Look, The King's Speech is good. I'm not saying it isn't. I was the first person I knew who saw it, several weeks before Christmas. When I came out, I thought, "That was a very solid movie." It actually held more interest for me as a study of the difficulty of a life of royalty, than as an "overcoming adversity" movie. There's no doubt that the movie has an excellent build toward the climactic speech, which is indeed quite tense. But I was much more fascinated by the way ordinary people rise or fail to rise to the occasion of being royalty -- because even though they have the bloodline they do, these royals are just human beings, at their core, who want and need ordinary human things, things that don't necessarily jibe with a life in the public eye. I liked the cinematography, set design and art direction, I thought Firth's was probably the second- or third-best performance of the year, and I was with it the whole way.
But best picture? Nah.
In The Social Network, you have a movie that defines our times. A director at the height of his powers has fully realized a complicated, layered script from one of the greater writers of our age, and gotten a performance of lacerating unlikeability from Jesse Eisenberg in the lead. The Social Network is so interesting because it takes something that seems so frivolous -- an addictive networking website -- and makes it stand in for a host of ways we define modern discourse and psychology, such that our very humanity is what's being studied. I'll leave it at that, because as I said, others have gone into this in great depth.
And now, it may not win any Oscars.
How could this happen?
For one, I guess The Social Network is, at its heart, cold. We forget that the Oscars often shy away from emotional coldness. One of the reasons Slumdog Millionaire won best picture was that it was emotionally warm. The fact that it happened to be the best nominated film that year was just a bonus, making for a perfect Oscar winner (even if the film has suffered backlash since then).
The thing is, "cold" movies win all the time. No Country for Old Men was as icy as the crypt.
Then there's the possibility that The Social Network came out too early. Its October 1st release date meant that audiences had months to fawn over it, and to get over that fawning. In fact, perhaps The Social Network crammed in a period of fawning followed by a period of backlash, all before Oscar voters even cast their votes. Meanwhile, The King's Speech had two months' less opportunity for that cycle to complete itself.
The thing is, movies released early in the season win all the time. The Hurt Locker came out in July. Maybe even June.

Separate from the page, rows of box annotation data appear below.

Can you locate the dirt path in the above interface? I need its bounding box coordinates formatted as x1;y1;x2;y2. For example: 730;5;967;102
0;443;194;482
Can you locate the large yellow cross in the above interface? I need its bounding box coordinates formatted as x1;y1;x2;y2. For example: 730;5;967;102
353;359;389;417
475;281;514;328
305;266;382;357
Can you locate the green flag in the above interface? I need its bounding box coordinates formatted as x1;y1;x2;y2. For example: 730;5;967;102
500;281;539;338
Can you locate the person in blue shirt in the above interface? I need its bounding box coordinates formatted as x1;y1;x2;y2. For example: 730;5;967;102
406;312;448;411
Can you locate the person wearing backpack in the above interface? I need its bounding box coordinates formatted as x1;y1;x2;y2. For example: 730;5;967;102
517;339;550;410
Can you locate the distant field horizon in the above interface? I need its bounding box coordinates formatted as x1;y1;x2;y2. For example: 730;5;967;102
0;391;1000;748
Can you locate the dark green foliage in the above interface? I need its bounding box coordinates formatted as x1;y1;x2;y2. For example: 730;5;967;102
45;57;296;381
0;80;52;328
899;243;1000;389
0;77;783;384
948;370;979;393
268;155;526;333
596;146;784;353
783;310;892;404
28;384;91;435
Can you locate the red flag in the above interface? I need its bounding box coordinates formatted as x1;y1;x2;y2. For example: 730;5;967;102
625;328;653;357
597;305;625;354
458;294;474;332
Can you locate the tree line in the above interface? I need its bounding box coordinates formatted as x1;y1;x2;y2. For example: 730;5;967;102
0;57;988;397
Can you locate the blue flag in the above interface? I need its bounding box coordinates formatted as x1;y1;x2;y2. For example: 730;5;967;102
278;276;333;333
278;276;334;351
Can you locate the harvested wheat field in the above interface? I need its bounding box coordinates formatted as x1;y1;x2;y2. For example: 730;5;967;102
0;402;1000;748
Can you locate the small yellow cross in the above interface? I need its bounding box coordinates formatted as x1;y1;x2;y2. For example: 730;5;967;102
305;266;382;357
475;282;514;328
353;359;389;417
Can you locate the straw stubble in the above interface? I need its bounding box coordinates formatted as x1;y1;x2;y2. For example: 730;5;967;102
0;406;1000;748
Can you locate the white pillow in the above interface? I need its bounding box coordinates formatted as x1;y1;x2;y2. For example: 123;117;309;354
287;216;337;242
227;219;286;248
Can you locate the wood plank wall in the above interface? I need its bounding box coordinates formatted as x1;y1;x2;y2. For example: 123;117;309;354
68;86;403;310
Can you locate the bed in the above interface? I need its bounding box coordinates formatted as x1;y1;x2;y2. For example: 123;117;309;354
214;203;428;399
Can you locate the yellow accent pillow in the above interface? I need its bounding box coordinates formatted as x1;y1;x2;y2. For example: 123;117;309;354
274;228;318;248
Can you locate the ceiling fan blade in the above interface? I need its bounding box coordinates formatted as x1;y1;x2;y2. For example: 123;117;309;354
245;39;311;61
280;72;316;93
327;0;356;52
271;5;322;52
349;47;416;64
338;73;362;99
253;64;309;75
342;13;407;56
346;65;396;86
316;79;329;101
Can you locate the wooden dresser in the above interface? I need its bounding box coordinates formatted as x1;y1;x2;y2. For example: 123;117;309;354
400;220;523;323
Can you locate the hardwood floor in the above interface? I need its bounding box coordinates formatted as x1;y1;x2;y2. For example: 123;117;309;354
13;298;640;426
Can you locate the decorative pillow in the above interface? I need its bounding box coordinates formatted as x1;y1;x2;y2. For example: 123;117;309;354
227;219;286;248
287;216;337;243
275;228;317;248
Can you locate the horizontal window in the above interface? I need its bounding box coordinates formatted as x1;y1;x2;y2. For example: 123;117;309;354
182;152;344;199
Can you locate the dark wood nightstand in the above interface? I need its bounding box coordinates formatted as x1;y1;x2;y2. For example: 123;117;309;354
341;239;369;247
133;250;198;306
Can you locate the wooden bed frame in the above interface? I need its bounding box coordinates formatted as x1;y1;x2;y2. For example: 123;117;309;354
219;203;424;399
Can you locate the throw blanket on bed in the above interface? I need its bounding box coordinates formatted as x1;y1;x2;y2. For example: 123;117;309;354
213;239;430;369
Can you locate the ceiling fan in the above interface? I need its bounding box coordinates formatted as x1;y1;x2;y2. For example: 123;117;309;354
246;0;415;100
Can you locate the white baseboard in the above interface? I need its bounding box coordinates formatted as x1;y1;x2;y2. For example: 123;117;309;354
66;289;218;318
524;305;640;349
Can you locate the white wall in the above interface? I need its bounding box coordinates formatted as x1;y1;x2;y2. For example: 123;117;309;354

Who knows. Maybe one too many person in the Academy decided that The Social Network was too progressive -- too young for their tastes, even though the Academy has stated a desire to appeal to younger viewers. Along those same lines, maybe one too many person couldn't stomach giving best picture to a movie in which Justin Timberlake appears. (Let's hope that's not the case, because Timberlake always does good work.) Or maybe too many of them had worked with Fincher, who is supposed to be very difficult.
In any case, it looks like an advanced mourning of The Social Network is definitely warranted. It's a shame.
Here's hoping it wins at least one award. I won't say which one, but when/if it does happen, check back here for a post on the subject next week.
Until then ... enjoy the Oscars. At least there's no truly inferior film to Crash the party this year.